Juan agarró a su hija antes de abandonar el vehículo y le espetó: "Esto no es solo una fiesta con música". La pequeña, de nueve años, le miró extrañada. "Venimos aquí para recordar a nuestros antepasados...". Sí, le contó la historia de aquellos palmeros que un día tuvieron que emigrar en busca de un futuro mejor y que luego "tras hacer las américas" llegaron presumiendo de riquezas, con baúles, loros e incluso sirvientas. "¿Se fueron cómo el padre de mi amigo Raúl?", le preguntó la pequeña. En su barrio muchos, demasiados, han perdido su trabajo, ilusiones, sus vidas y también han tenido que marcharse de su tierra para no pasar hambre. "Bueno, sí. Parecido...", le respondió con titubeos no sin antes tragar en seco.

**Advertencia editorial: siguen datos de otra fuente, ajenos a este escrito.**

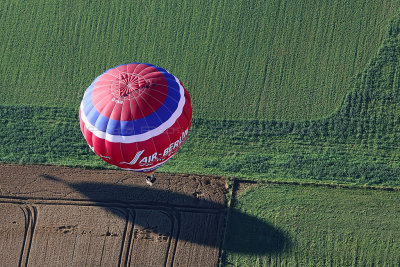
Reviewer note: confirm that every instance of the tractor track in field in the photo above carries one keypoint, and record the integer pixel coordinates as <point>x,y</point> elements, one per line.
<point>59,215</point>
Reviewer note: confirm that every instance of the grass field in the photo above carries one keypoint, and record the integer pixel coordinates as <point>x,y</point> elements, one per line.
<point>358,144</point>
<point>314,226</point>
<point>286,91</point>
<point>290,60</point>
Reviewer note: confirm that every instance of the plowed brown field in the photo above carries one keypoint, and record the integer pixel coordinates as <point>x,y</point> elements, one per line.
<point>59,216</point>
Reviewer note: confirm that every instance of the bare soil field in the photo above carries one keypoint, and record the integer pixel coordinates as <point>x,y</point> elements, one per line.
<point>60,216</point>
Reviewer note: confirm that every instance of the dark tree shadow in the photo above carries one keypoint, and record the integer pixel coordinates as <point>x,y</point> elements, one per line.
<point>245,233</point>
<point>248,234</point>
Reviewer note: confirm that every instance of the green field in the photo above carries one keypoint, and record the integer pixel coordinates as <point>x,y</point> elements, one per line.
<point>290,60</point>
<point>358,144</point>
<point>298,92</point>
<point>314,226</point>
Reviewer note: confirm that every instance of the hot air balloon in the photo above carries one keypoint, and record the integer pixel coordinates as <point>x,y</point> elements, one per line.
<point>136,116</point>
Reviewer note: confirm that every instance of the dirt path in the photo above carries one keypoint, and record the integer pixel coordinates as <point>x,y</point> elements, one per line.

"Sosó", a esa hora, se estaba arreglando para convertirse en la Negra Tomasa. Luego, se dirigió al muelle pesquero. Allí embarcó con rumbo al puerto comercial. Esto va más despacio de lo que el cronista lo cuenta. Es un personaje único, exclusivo, pero presumido, mimoso, como todo artista. Un día pedirá champán y fresas para la habitación y habrá que llevárselo o no sale, al tiempo. Se produce el desembarco. Fidel Castro, quizás ya sea su hermano, lo envía cada año para la fiesta. Lo espera un grupo reducido de fieles. Se expresa con el alma encendida. Meneo. "Azúuuuucar". Más arriba, en el corazón de la capital, la plaza de España estaba acotada desde primera hora y al mediodía sonó allí el grupo Orillas del Son. Bailas hasta con la vecina que no paga la comunidad. Con aquella, la misma, a la que no paras de criticar. Te da igual e incluso ahora que la miras bien, pues tiene su "punto". El ron, debe ser eso.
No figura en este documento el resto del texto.